A Câmara dos Deputados aprovou nessa quarta-feira (8) por 324 votos a favor,
137 votos contrários e duas abstenções, o texto principal do projeto de lei
que regulamenta os contratos de terceirização. Propostas de destaques
(alterações do texto) ainda serão discutidas pelo plenário na próxima
semana. Depois de concluída a votação, o texto seguirá para análise no
Senado. Criticada pelo PT e algumas centrais sindicais e defendida por
empresários, a proposta permite que empresas contratem trabalhadores
terceirizados para exercer qualquer função. Atualmente esse tipo de
contratação é permitida apenas para a chamada atividade-meio, e não
atividade-fim da empresa. Ou seja, uma universidade particular, por exemplo,
pode terceirizar serviços de limpeza e segurança, mas não contratar
professores terceirizados. Pelo texto votado na Câmara, essa limitação não
existirá mais, regularizando muitos acordos informais já e andamento, assim
como abrindo alternativas para a relação capital e trabalho. Em paralelo a
tudo isso o vice-presidente da República, Michel Temer, virou oficialmente
o articulador político do governo, na minha opinião Dilma tomou uma decisão
certa mas atrasada, pois já deveria ter feito isso quando Antonio Palocci
deixou o governo em 2011. Não poderia deixar de citar o mis novo ato falho
da Presidente Dilma.
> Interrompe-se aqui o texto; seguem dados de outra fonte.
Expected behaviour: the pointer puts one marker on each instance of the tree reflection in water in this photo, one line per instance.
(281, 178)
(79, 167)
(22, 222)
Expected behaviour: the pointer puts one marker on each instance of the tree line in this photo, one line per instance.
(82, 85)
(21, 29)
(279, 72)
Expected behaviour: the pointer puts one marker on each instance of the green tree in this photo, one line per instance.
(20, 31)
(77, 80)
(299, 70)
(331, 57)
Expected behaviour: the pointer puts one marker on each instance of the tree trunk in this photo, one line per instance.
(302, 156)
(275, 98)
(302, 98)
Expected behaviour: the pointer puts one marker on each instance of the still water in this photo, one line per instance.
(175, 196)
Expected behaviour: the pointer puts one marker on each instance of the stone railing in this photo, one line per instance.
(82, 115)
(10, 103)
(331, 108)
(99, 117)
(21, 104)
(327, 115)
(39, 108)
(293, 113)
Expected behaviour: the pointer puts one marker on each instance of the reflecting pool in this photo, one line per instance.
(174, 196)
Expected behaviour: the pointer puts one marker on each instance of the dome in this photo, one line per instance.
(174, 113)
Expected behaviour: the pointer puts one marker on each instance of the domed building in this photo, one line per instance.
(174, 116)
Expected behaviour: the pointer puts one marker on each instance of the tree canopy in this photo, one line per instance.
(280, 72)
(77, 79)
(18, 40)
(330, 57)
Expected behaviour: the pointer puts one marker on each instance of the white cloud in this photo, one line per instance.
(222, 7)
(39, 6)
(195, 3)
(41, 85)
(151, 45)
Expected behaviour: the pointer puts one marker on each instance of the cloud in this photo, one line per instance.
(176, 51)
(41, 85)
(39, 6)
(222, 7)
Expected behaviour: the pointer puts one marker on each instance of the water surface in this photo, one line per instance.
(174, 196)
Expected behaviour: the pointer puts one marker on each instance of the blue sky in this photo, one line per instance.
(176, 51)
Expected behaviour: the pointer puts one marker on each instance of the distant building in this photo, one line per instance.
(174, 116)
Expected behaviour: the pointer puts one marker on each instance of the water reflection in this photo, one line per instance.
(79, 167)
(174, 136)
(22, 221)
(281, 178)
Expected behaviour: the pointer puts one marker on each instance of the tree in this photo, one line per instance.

Pouco antes de oficiar Temer, ao indicar para a
mesma posição Eliseu Padilha (Aviação Civil) sem falar com o mesmo e com seu
partido, a presidente provocou um grande mal estar e se auto ridicularizou
quando Padilha recusou seu convite. Hoje o ex- Presidente Lula é o
estrategista terceirizado no governo, sendo consultado por Dilma
quinzenalmente sobre a direção a ser seguida. Desde de novembro, ao nomear
Joaquim Levy Ministro da Fazenda, dando ao mesmo plenos poderes sobre os
rumos da economia, Dilma terceirizou uma de suas responsabilidades. O
Presidente da Câmara Eduardo Cunha e do Senado Renan Calheiros, desde suas
nomeações em janeiro mandam no Brasil, provocando derrotas consecutivas ao
governo, por tanto são os executivos terceirizados de Dilma. Nessa semana,
Dilma terceirizou o que restava, a articulação política, e o fez a quem
nunca poderá demitir, seu vice-presidente Michel Temer. O governo da
Presidente Dilma deveria ser o primeiro a aproveitar o projeto de lei que
regulamenta os contratos de terceirização. Resumindo, Dilma Rousseff
institucionalmente é nossa presidente mas terceirizou todas suas atribuições
de executiva chefe.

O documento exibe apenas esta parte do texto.